Port officials on June 19 are expected to consider $300 million in financing that would prepare the country’s largest oil-export port—Corpus Christi, Texas—to handle a surge in U.S. shale production over the next five years.
International buyers would like more U.S. crude but are unable to get it because of infrastructure constraints along the U.S. Gulf Coast. Terminals originally designed for imports only recently have revamped operations to handle exports including accepting larger tankers preferred by China and other oil buyers.
Read “Corpus Christi’s Heyday Looms”
The Port of Corpus Christi Commission is voting on a plan that would authorize it to raise the debt next month through underwriters led by Wells Fargo & Co., Citigroup Inc. and JPMorgan Chase & Co.
The port is prepared to levy new user fees for the debt costs if the U.S. government does not reimburse it for spending the money to deepen and widen port facilities to accept larger ships, according to a port official. A decision to raise fees for dredging, which could begin as early as September, would be rare among U.S. Gulf Coast ports.
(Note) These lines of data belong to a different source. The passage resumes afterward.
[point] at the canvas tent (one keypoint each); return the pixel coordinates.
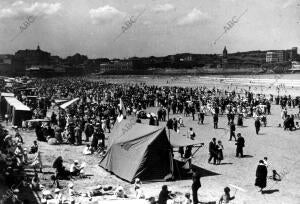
(65, 105)
(138, 151)
(16, 110)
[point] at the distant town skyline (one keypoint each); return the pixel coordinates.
(166, 27)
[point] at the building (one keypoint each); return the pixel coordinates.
(293, 53)
(224, 58)
(33, 57)
(117, 66)
(271, 57)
“We don’t want to be the next bottleneck” to U.S. oil exports, said Sean Strawbridge, CEO of the Port of Corpus Christi Authority.
The United States is now exporting more than 2 million barrels of oil a day, but the largest tankers currently only move in and out of a Louisiana offshore port because others are not deep enough.
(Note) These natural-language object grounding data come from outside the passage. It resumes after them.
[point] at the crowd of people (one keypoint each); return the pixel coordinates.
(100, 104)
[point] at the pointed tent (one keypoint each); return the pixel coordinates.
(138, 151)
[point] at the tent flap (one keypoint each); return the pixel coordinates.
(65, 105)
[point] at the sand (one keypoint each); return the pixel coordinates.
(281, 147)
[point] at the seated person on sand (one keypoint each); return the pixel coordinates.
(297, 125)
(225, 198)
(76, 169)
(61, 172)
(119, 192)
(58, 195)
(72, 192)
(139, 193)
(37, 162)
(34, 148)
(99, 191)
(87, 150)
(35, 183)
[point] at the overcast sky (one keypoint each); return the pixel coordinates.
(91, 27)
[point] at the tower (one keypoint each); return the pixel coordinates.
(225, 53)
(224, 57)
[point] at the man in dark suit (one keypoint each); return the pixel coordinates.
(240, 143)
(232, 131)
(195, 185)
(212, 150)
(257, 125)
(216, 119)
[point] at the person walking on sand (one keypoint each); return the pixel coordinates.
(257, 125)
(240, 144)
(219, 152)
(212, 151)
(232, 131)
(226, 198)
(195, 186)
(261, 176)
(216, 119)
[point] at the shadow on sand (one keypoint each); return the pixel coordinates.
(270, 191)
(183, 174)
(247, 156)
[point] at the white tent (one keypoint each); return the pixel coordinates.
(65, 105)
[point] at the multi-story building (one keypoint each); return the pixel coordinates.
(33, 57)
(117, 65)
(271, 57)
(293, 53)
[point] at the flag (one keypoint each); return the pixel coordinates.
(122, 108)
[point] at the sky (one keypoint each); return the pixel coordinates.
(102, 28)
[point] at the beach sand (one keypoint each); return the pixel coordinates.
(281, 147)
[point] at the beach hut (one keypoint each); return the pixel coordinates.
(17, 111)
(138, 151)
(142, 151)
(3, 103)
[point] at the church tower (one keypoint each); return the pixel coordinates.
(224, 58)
Corpus Christi exports 800,000 barrels per day (bbl/d) of crude, Strawbridge said. It sits on the U.S. Gulf Coast near two of the nation’s largest oilfields, the Permian Basin and Eagle Ford shale, which together produce about 4.7 million bbl/d, nearly half of the total U.S. production.
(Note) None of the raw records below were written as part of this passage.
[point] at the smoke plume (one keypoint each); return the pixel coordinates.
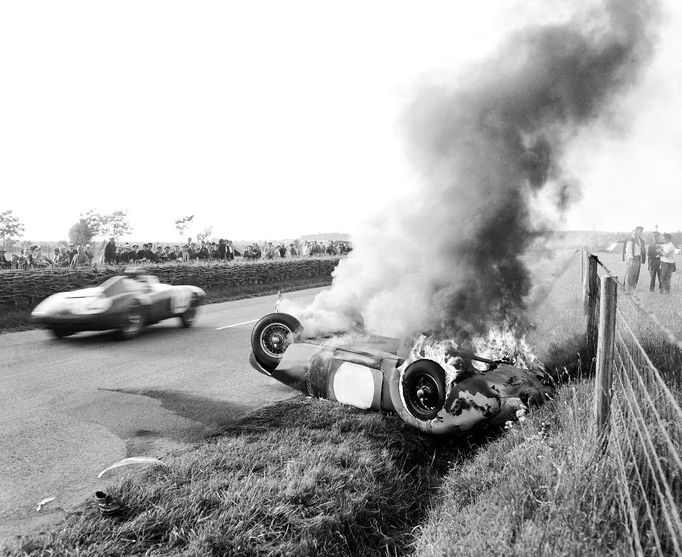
(451, 260)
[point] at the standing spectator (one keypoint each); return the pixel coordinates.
(80, 259)
(71, 252)
(89, 254)
(654, 261)
(634, 255)
(110, 252)
(668, 267)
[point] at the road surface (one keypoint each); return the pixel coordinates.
(71, 407)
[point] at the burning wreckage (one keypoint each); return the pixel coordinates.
(467, 392)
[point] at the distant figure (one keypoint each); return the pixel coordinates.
(667, 251)
(80, 259)
(110, 252)
(634, 254)
(654, 261)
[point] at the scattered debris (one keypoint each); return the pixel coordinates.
(132, 460)
(44, 502)
(107, 504)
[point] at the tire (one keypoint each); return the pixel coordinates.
(188, 317)
(271, 336)
(133, 321)
(424, 389)
(61, 333)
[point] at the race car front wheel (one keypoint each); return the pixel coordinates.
(424, 389)
(271, 336)
(133, 321)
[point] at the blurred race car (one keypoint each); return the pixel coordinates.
(127, 303)
(416, 389)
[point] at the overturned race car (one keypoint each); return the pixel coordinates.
(126, 303)
(418, 389)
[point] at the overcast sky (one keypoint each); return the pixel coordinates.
(272, 119)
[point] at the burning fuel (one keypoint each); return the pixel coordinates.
(487, 149)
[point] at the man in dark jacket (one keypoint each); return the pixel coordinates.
(654, 261)
(110, 252)
(634, 254)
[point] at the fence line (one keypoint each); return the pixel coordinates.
(645, 420)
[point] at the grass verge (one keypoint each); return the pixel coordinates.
(303, 477)
(539, 490)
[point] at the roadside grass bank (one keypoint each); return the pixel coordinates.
(539, 490)
(303, 477)
(15, 318)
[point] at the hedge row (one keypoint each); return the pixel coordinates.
(33, 285)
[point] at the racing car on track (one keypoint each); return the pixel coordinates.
(126, 303)
(417, 389)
The channel’s existing 47-foot-depth restricts it from fully loading crude tankers that carry up to 1 million barrels. Smaller vessels must finish loading the tankers offshore, he said. The project will deepen the channel to 54 feet for larger tankers, he said.
Oil export capacity from the Corpus Christi area is expected to rise to 3.3 million bbl/d by 2021 from 1.3 million bbl/d this year, keeping its rank as the top oil export port, according to energy research firm Wood Mackenzie.
This year, the south Texas port received $36 million from the U.S. federal government to start work on a $335 million expansion that would allow Corpus Christi by 2021 to accept tankers with capacity of 1 million barrels of oil. The port contributed another $44 million and aims to use that money and the debt to expand the ship channel.
“To continue to compete against OPEC, over time we have to have a better system of getting the oil offshore,” said Sandy Fielden, an analyst at equity research company Morningstar.